3. Kaynağı açıklanamayan sesler:
Okyanuslardan geldiği söylenen pek çok sesin viral şekilde dolaştığını biliyoruz. Bunların büyük bir kısmı komplodan öteye gidemezken, iki yıl boyunca kaydedilmiş olan “The Bloop” ve “Julia” sesleri hala açıklanamadı. Bilim insanları, bu seslerin okyanus tabanında dev çökmelere ve yıkıma neden olan buzul dağları olduğunu söylüyorlar. Tabii ki komploların ardı arkası kesilmiyor.

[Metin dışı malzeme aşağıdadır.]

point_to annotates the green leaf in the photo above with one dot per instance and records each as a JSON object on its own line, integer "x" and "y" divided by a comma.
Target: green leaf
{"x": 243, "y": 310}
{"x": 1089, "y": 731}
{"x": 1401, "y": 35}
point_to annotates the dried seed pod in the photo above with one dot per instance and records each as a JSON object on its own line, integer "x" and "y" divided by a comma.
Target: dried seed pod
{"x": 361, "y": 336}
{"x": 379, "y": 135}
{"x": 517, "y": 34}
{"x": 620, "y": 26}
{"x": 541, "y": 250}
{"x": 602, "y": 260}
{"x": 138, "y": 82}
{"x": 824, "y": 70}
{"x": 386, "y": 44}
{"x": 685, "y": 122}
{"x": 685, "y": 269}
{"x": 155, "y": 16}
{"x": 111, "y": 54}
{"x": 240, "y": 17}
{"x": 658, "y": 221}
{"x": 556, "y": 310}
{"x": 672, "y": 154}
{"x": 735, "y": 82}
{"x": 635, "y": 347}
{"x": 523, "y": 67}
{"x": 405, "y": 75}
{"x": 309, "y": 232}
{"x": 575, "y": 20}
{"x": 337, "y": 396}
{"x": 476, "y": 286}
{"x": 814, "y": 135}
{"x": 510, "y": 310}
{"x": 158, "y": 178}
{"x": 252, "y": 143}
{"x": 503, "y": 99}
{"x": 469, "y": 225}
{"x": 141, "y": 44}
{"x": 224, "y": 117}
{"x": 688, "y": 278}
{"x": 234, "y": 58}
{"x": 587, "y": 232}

4. Aynı yıl kaybolan ve asla bulunamayan 4 denizaltı:
Üstelik hepsi farklı uluslara ait. ABD’nin Scorpion, Sovyetlerin K-129, Fransa’nın Minerve ve İsrail’in Dakar isimli denizaltıları, 1968 yılında ortadan kayboldular. Hatta Minerve ve Dakar, 4 gün arayla sırra kadem bastı. Minerve, yolculuğunun başlangıcından 1 saat sonra, yakın bir bölgede kaybolsa da hala bulunamadı. Bu tuhaf olayların birer tesadüften ibaret olmadığına dair efsaneler var.
5. Atlantis:
Kayıp su uygarlığı Atlantis’in Yunanistan’ın Delos adasından biraz uzakta bulunduğu söyleniyor. Bölgede su altında kalmış yapılar, meydanlar, çok sayıda çanak çömlek var. Şehirleşmenin planlı olması dikkat çeken detaylardan.
6. Kraken:
Yolcu otobüsü büyüklüğünde bir kalamar düşünün. 1870 yılında Yeni Zelanda’da dev bir kalamar yakalandı. Bölge sakinlerinin anlatılarına göre yaratığın sadece baş bölgesi 3 metreden uzundu. Bilim insanları, anlatılardan hareketle sonrada korsan efsanelerinde yer edecek Kraken’in 66 metre boylarında olabileceğini söylediler. Ne yazık ki 1870 yılında yakalanan dev kalamar dışında büyük bir tür bulunamadı.
7. Yonaguni Anıtı:
Bu dev merdiven benzeri yapılar 1985'te yılında keşfedildiler, ancak o zamandan beri kimler tarafından hangi amaçla inşa edildikleri tespit edilemedi. Merdiven benzeri olmaları, onların gerçekten de merdiven olarak yapıldıkları savını ortaya çıkarttı, bu da bir komploydu. Zira 50 metre uzunluğa ve 20 metre yüksekliğe sahipler.
8. Şeytan Denizi:
Günümüzün en büyük denizcilik efsanelerinden olan Bermuda Şeytan Üçgeni’nden sonra en çok kayıp verilen bölgelerin başında gelir. Uçakların kuşlar gibi düştükleri, büyük metan gazı patlamalarının olduğu bir yer. II. Dünya Savaşı sırasında ABD’nin 20 fazla denizaltısı ve pek çok gemisi burada kayboldu. Japonya’nın sahip olduğu adaların hemen aşağısında bulunuyor.